The Navigating Fox by Christopher Rowe (book review).
Quintis is the only navigating fox. The only known ‘knowledgeable’ fox in existence. Alchemists have raised many animals to sentience from baboons to parrots but Quintis is alone and has no memory of who or why he was chosen. He also has no idea why he is the only one that can travel the Silver Roads that compress the space and time of a journey.
Only Quintus returned from the last expedition he led. Sixty souls lost and a navigator left in utter disgrace. Now he has been offered a new commission that, if successful, will save his reputation and just maybe provide a clue as to where he came from.
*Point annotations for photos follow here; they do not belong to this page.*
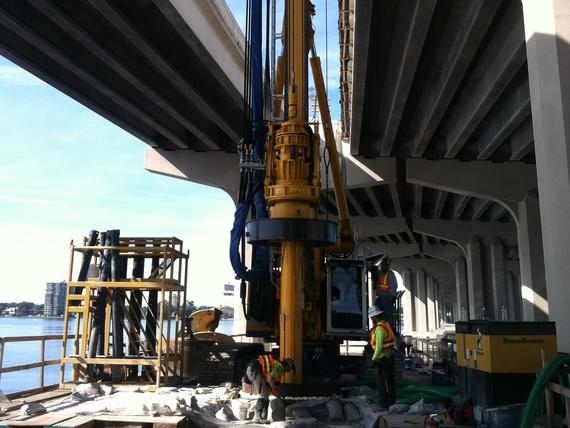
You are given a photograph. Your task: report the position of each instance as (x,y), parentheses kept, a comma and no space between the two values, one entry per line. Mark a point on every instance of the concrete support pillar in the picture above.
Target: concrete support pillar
(475,278)
(437,305)
(462,307)
(531,256)
(431,303)
(512,300)
(421,300)
(498,277)
(408,301)
(548,56)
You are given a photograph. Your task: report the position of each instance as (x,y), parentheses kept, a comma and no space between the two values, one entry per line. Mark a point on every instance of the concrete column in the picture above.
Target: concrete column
(461,289)
(498,277)
(431,303)
(548,56)
(407,301)
(421,300)
(437,305)
(475,278)
(531,256)
(512,301)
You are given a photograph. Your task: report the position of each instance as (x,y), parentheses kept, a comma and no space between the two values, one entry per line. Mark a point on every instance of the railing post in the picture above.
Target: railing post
(1,354)
(42,360)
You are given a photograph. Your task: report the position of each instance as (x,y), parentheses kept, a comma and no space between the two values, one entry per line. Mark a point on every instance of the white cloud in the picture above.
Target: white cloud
(16,76)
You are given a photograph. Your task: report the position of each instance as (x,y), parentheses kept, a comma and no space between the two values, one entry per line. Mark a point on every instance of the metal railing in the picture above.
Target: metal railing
(41,364)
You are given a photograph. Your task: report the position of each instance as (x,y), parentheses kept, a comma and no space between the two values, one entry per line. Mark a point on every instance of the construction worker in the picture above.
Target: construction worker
(264,375)
(386,290)
(383,340)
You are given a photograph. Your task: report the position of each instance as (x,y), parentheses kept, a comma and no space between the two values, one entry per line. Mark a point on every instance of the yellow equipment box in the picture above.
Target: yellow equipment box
(498,361)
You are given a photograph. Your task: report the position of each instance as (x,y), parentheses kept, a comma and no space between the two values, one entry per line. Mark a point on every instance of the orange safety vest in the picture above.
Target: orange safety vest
(383,285)
(389,340)
(267,363)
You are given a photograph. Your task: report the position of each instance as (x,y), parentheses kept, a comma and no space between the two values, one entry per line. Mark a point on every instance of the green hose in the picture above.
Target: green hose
(534,403)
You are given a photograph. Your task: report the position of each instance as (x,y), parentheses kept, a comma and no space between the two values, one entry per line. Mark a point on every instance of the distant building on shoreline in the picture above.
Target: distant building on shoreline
(228,289)
(54,305)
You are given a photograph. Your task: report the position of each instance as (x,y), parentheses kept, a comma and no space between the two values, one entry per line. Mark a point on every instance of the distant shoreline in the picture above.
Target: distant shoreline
(31,316)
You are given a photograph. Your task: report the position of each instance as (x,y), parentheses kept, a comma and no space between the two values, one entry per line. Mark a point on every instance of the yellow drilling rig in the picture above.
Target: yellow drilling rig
(295,252)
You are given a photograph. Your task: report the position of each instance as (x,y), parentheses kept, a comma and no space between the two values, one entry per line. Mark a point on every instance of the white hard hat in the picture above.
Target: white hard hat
(374,311)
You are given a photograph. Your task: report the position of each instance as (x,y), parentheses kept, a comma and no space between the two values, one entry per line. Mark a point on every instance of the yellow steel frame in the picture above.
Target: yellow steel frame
(170,279)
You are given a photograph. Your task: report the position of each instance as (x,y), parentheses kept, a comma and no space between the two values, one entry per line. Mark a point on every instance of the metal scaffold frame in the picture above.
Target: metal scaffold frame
(161,356)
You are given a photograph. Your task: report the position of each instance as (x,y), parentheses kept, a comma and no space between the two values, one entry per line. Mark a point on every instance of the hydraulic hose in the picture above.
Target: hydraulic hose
(534,402)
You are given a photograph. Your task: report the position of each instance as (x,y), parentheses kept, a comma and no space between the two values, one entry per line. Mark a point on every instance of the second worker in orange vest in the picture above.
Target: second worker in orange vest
(385,290)
(264,375)
(382,341)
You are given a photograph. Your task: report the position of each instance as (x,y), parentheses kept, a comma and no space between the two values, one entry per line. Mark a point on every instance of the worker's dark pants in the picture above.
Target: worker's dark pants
(255,377)
(386,303)
(385,381)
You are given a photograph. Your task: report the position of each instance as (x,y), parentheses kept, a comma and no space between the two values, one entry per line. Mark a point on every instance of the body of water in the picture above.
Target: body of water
(29,352)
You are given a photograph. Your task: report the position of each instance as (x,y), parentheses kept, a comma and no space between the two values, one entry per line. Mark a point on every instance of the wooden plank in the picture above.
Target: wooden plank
(45,419)
(405,421)
(110,360)
(38,397)
(9,415)
(162,420)
(28,366)
(76,422)
(32,338)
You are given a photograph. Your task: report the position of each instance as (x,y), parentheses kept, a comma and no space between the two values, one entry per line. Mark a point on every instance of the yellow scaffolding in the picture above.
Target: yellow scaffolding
(162,357)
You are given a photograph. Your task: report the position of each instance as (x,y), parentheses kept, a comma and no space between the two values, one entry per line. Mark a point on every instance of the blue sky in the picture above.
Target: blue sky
(65,170)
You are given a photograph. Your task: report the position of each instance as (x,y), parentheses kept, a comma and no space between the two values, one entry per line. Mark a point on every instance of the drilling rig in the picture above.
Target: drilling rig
(281,158)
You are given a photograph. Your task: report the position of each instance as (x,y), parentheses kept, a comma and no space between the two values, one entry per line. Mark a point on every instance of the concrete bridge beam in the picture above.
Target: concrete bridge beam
(408,301)
(462,308)
(548,52)
(421,301)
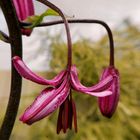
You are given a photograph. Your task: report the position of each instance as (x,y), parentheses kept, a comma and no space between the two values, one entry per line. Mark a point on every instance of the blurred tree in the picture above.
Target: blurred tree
(90,58)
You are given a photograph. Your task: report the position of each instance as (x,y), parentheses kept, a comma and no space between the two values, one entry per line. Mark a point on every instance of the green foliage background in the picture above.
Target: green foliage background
(90,58)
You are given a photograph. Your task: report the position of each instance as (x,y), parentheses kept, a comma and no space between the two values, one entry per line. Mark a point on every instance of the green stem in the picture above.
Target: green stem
(77,21)
(16,81)
(55,8)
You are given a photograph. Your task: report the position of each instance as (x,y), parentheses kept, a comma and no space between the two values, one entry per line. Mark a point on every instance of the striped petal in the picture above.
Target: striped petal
(46,103)
(98,90)
(25,72)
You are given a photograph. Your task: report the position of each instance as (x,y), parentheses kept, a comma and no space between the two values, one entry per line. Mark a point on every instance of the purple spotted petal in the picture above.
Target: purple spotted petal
(101,86)
(47,102)
(25,72)
(24,8)
(109,104)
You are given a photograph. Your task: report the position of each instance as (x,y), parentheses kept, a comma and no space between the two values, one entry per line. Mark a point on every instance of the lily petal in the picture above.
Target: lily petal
(47,102)
(25,72)
(109,104)
(101,86)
All he has to do is lead a team of people who mostly hate him to the doors of Hell so a priest can close them and end death forever. He has his doubts.
I blame ‘Guardians Of The Galaxy,’ but I read ‘talking raccoon’ and I immediately geared up for some zany, perhaps even some kooky, definitely some hi-jinx if not downright shenanigans. Instead, I got bizarre in the ‘I have some questions’ sort of way. How were the people selected for this quest and why? Straight from the text it appears that they, except for Quintus, we’re just the last people to leave after a meeting and, bam, they are the lucky chosen few.
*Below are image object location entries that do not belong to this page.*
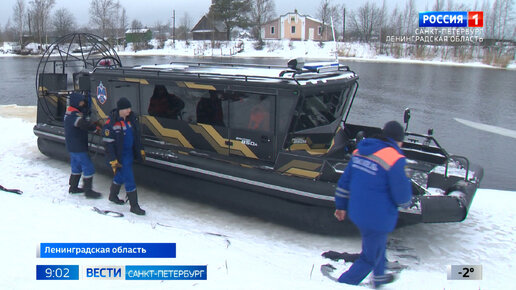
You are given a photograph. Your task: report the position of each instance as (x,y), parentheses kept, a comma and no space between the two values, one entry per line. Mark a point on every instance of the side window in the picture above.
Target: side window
(186,104)
(252,111)
(321,108)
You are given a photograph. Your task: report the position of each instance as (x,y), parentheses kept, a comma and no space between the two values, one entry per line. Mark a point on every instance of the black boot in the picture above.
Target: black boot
(74,184)
(133,201)
(88,191)
(113,193)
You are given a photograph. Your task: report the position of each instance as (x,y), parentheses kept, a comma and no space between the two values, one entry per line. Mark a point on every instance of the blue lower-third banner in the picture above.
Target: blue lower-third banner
(166,273)
(57,272)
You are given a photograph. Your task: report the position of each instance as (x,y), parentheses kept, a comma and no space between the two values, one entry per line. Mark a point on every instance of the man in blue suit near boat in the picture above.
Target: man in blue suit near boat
(370,191)
(122,141)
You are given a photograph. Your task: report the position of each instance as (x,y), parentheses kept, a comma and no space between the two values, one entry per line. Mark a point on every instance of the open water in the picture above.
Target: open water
(436,94)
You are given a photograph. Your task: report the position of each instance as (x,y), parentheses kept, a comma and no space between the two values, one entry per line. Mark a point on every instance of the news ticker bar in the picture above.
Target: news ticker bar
(133,272)
(107,250)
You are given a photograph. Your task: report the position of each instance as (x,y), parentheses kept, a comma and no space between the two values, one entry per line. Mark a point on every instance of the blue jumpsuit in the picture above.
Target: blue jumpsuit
(371,189)
(125,174)
(123,144)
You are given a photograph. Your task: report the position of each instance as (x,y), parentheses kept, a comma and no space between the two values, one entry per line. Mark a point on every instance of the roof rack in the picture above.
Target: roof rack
(277,72)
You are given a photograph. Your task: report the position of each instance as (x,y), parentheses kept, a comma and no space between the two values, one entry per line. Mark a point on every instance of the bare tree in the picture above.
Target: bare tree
(101,15)
(506,19)
(409,17)
(40,13)
(365,20)
(262,11)
(233,13)
(63,22)
(123,22)
(19,17)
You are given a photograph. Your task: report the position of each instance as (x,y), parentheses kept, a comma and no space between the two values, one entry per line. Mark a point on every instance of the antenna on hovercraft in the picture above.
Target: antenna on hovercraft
(334,40)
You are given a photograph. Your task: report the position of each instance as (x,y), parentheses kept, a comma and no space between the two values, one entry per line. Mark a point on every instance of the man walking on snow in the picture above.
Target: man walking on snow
(370,191)
(76,138)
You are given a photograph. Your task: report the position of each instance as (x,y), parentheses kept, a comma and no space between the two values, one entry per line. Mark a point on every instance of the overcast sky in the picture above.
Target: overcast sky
(151,11)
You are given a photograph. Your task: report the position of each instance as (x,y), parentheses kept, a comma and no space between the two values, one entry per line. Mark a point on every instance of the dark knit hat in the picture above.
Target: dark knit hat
(393,130)
(123,103)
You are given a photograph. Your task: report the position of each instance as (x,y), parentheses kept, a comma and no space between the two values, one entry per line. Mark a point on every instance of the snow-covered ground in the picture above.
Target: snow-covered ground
(285,49)
(240,252)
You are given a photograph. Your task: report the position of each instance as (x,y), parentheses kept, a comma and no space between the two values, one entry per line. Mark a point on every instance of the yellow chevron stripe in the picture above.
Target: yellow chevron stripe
(134,80)
(193,85)
(219,146)
(240,148)
(100,112)
(170,135)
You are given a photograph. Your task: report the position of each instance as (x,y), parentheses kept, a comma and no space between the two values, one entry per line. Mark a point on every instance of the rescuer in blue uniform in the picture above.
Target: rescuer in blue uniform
(123,146)
(77,125)
(370,191)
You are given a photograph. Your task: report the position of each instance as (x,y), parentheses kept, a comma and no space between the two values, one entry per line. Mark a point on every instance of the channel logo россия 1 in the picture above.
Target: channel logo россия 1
(451,19)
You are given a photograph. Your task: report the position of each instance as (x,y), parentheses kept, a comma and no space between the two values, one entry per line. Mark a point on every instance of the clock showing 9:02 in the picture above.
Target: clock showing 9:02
(57,272)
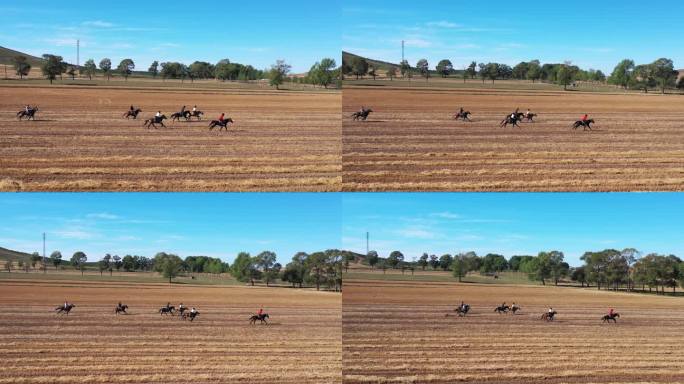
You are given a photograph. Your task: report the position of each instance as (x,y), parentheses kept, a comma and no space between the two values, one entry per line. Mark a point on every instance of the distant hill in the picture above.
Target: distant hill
(7,55)
(8,254)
More than how, why do they go? It’s like I stood up in a cafe and said we’re all off to go get coffee beans from the source which is on the banks of the Styx and have everyone say, ‘Okay, let’s go.’ So Quintus is taking a bison ambassador, two raccoon cartographers, a Machiavellian priest and a woman looking for revenge. Presumably, there are reasons and perhaps those will be explored in any further stories with ‘The Navigating Fox’ solely focusing on Quintus’ journey but it does feel a little odd.
While the focus is on Quintus, it’s the broader world that took me through the book. Rowe has managed to create a world that engaged me in its very self-contained story in less than 200 pages. It felt rather steampunk Victoriana to me and scattered beautifully throughout the story were practical considerations about a society that contains sentient animals who regularly don’t have hands or pockets but still need to take a train. Hints of the broader world bring in elements of colonialism and imperial dominance without being heavy-handed. A nice change from fantasy writers taking a thousand pages to get a character up a hill as happens in the late Robert Jordan’s ‘Wheel Of Time.
‘The Navigating Fox’ has an old world style of prose that reminds me of classic children’s stories like E Nesbit’s ‘The Phoenix And The Carpet’ or Elizabeth Grudge’s ‘The Little White Horse’ but, unlike those older novels, this one is definitely shorter, a novella. If you read my review of Seanan Macguire’s ‘Be Sure’ you’ll know my opinion of novellas as ‘too short to bother with for a fast reader’ but they definitely have their place. In this case, it is a great example of the power of a few words to invoke a great wide world.
Christopher Rowe has been nominated for various awards for his short fiction and, while I didn’t love ‘The Navigating Fox’, I did like it and hope that Rowe is considering a full length novel in the future.
LK Richardson
September 2023
(pub: TOR, 2023. 160 page small enlarged paperback. Price: $18.99 (US). ISBN: 978-1-25080-450-1. Ebook: ISBN 978-1-25080-451-8. Price: $ 4.99 (US).